Ir a lugares con mucha gente no era lo mío. Recordaba la última fiesta que había asistido con Ino. La música actual no era de mi agrado -aunque debía admitir que mis bailes privados al frente del espejo de mi cuarto, eran sensuales-, y pasar horas parada intentando agradarle a la gente no era lo mío, pero Ino insistió tanto en ir que no pude evitar decirle que si. Y a pesar que mi amiga mostraba mucha piel y que su labial rojo estaba manchando sus dientes, ella parecía feliz. Feliz de compartir algo normal a mi lado. Así que no me importó la falda de jean que se ajustaba a mis nalgas, ni los botines de tacón alto que me impedían moverme con libertad y mucho menos el maquillaje que me hacía parecer una chica coqueta. Nada de eso me importó en ese momento, porque Ino me brindó una noche de normalidad.

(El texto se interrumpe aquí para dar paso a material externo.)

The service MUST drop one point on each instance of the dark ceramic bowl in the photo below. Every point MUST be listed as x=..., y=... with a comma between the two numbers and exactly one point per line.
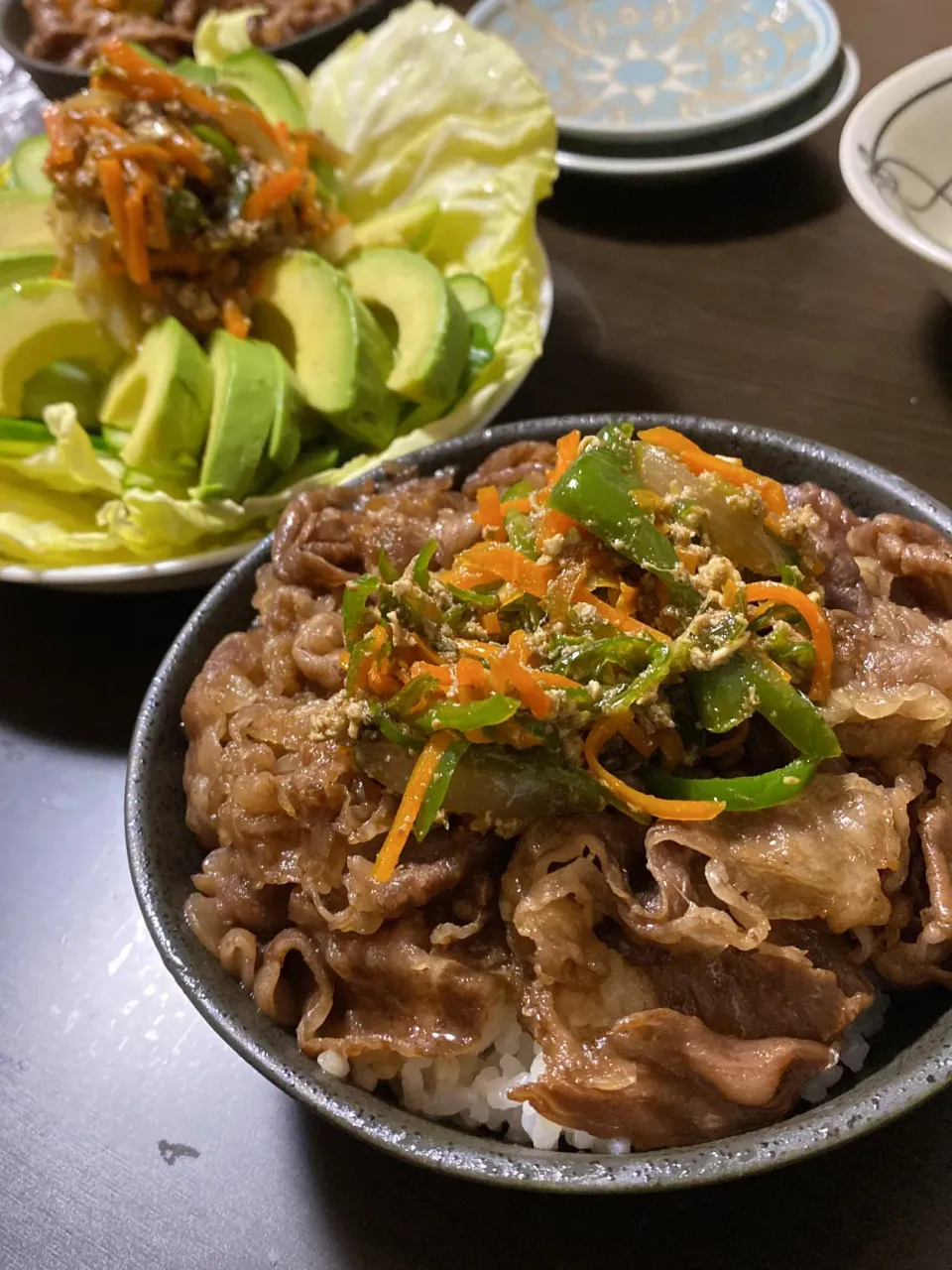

Eso había pasado hace un año. Cuando tenía pocos meses de haber cumplido los 18 años, y desde entonces no habíamos vuelto a tener salidas nocturnas, porque mi vida era muy ocupada, o porque ya no tenía ganas de nada. Pero aun así, Ino no paraba de insistir en ir los fines de semana al centro comercial para comprar ropa o zapatos, beber un café o comer sushi y al final, ir al cine. Y era algo que le agradecía eternamente.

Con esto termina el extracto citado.